Z-hoeken zijn altijd gelijk aan elkaar. Let wel op! De lijnen
AB en
CD in het figuur moeten evenwijdig (of parallel) aan elkaar lopen, anders zijn er geen
Z-hoeken.
De Z-hoeken komen in verschillende vormen voor, twee andere voorbeelden zie je in de andere afbeelding.
F-hoeken
Kijk naar de afbeelding F-hoeken. De hoeken ∠B1
en
∠C1
zijn gelijk. Dit zijn namelijk
F-hoeken. Net als
Z-hoeken komen
F-hoeken voor in figuren met twee evenwijdige lijnen en een lijn die deze evenwijdige lijnen snijdt of raakt.
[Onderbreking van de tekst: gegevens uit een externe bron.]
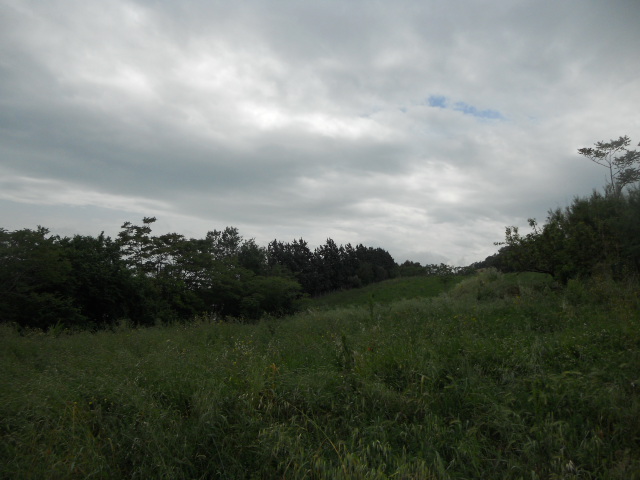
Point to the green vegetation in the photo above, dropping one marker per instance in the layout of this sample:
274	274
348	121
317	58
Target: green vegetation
503	376
388	291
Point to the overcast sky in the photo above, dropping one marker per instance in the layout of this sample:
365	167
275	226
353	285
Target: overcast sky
422	127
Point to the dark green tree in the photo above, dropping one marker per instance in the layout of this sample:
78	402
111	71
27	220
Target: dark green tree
623	164
34	280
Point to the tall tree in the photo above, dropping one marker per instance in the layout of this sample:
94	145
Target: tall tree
623	164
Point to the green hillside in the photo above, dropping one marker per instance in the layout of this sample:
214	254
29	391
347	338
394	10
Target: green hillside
500	377
388	291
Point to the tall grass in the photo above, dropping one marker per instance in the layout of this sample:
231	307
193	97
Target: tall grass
485	381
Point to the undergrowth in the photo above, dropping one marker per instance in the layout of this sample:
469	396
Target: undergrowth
501	377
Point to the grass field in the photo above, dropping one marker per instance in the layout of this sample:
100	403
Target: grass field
500	377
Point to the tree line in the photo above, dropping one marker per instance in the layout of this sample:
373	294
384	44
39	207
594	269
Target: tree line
146	279
598	234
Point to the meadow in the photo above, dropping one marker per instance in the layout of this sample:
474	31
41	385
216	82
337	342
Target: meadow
494	376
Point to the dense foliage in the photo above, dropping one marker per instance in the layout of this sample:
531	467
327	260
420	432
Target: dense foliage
147	279
502	377
600	233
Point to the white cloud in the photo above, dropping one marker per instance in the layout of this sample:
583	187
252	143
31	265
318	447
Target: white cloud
420	127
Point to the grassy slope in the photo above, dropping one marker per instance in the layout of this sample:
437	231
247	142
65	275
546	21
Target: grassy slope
485	382
387	292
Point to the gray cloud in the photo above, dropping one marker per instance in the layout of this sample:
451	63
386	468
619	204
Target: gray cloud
420	127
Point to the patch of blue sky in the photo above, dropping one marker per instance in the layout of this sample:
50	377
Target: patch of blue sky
440	101
471	110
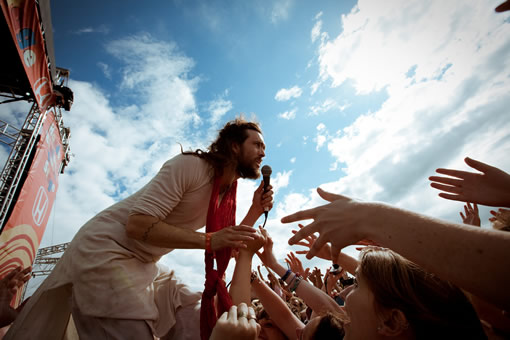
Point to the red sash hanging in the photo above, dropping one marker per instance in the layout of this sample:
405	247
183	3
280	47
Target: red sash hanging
218	217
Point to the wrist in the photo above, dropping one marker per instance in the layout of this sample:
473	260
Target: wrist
208	240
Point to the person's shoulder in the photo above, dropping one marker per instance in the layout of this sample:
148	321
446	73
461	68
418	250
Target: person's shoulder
190	163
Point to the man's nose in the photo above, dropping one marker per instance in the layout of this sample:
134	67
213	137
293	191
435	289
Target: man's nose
345	292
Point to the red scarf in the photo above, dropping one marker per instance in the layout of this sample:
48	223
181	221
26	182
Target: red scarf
218	217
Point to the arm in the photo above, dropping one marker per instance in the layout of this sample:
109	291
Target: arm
238	323
490	187
156	232
448	249
152	230
277	309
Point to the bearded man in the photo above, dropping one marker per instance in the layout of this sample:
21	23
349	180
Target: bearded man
109	278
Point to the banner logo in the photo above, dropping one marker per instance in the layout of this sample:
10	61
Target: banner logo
40	206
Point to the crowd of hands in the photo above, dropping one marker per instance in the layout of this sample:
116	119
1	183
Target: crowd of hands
345	221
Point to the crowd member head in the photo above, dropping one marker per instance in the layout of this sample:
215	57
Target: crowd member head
327	326
393	297
240	144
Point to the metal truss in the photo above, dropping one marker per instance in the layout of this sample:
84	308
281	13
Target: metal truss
18	159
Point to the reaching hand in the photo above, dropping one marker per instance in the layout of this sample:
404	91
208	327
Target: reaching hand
471	217
267	256
341	222
238	323
234	237
500	219
316	278
254	245
9	284
296	266
323	253
490	187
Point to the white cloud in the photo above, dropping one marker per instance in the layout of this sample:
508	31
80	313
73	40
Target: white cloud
325	106
288	114
280	11
119	148
103	29
286	94
105	68
455	104
218	108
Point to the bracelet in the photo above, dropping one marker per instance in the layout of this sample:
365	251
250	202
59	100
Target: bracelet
208	242
286	275
296	284
292	280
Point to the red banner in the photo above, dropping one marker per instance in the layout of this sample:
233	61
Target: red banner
24	230
23	19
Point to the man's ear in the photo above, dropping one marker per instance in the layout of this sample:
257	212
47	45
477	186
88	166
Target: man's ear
393	323
236	148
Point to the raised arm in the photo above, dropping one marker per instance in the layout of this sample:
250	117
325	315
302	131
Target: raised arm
489	187
152	230
472	258
316	299
276	308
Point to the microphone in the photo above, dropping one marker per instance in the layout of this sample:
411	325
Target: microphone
266	174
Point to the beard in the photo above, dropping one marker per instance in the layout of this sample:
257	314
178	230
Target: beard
246	169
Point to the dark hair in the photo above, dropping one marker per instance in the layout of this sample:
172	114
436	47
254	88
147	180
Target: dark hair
219	153
330	326
434	308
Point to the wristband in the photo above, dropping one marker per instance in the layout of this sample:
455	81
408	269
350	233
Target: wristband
286	275
296	284
208	242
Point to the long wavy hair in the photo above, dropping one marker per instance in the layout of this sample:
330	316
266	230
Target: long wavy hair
434	308
219	154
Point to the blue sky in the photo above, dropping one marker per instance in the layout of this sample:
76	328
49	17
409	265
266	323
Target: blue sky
363	98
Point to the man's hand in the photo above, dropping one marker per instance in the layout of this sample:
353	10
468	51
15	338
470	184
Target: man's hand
239	323
323	253
267	256
234	237
253	246
472	217
296	266
490	187
342	222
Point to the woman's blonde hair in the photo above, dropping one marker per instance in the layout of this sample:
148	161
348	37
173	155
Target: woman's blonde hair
434	308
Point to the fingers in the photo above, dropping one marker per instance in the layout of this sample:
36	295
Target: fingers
447	188
304	232
300	215
330	197
447	180
453	173
335	251
452	197
321	241
232	313
482	167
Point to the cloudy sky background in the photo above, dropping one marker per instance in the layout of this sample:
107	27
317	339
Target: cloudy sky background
362	98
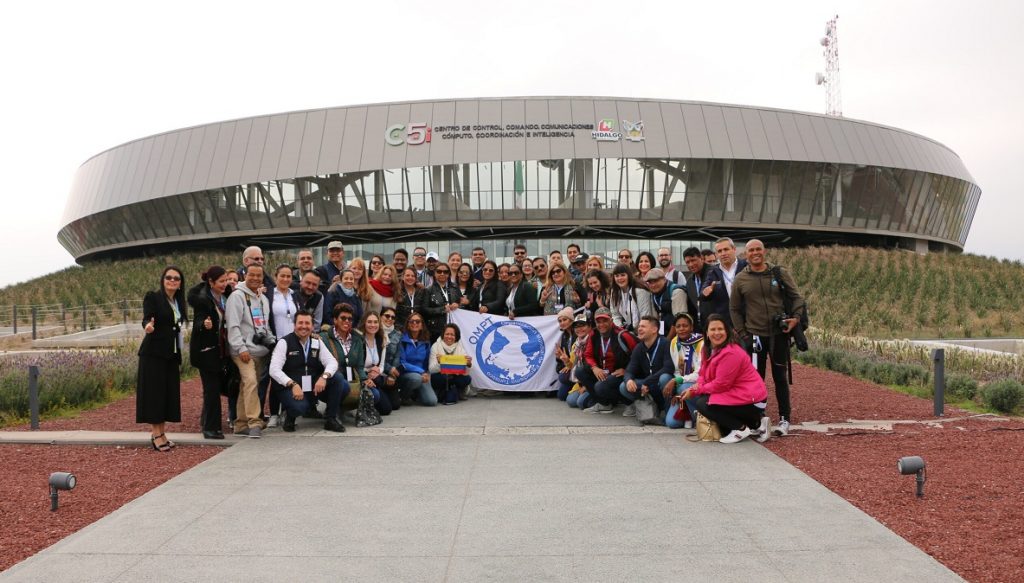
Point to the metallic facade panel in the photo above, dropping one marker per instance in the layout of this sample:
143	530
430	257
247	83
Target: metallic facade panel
192	159
351	146
561	111
289	160
466	114
696	132
718	135
206	181
334	132
736	130
675	131
254	151
756	134
312	138
794	141
583	113
807	137
272	147
538	144
373	138
206	154
773	131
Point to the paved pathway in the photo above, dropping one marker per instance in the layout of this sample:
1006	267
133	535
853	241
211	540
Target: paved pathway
489	490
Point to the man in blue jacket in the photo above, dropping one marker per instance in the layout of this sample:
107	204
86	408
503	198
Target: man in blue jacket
650	367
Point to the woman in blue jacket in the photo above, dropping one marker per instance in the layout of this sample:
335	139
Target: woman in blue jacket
414	363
Ook
F-hoeken komen in verschillende vormen voor.
Bewezen stellingen
Inmiddels ken je verschillende stellingen die je helpen bij het bereken van hoeken:
- Rechte hoek is 90°, gestrekte hoek is 180° en volle hoek is 360°
- Hoekensom driehoek = samen 180°
- Basishoeken zijn gelijk aan elkaar
- F-hoeken zijn gelijk aan elkaar
- Z-hoeken zijn gelijk aan elkaar
- Bissectrice deelt een hoek in twee gelijke hoeken.
- Z-hoeken en F-hoeken komen voor in figuren met twee evenwijdige lijnen en een lijn die deze evenwijdige lijnen snijdt of raakt.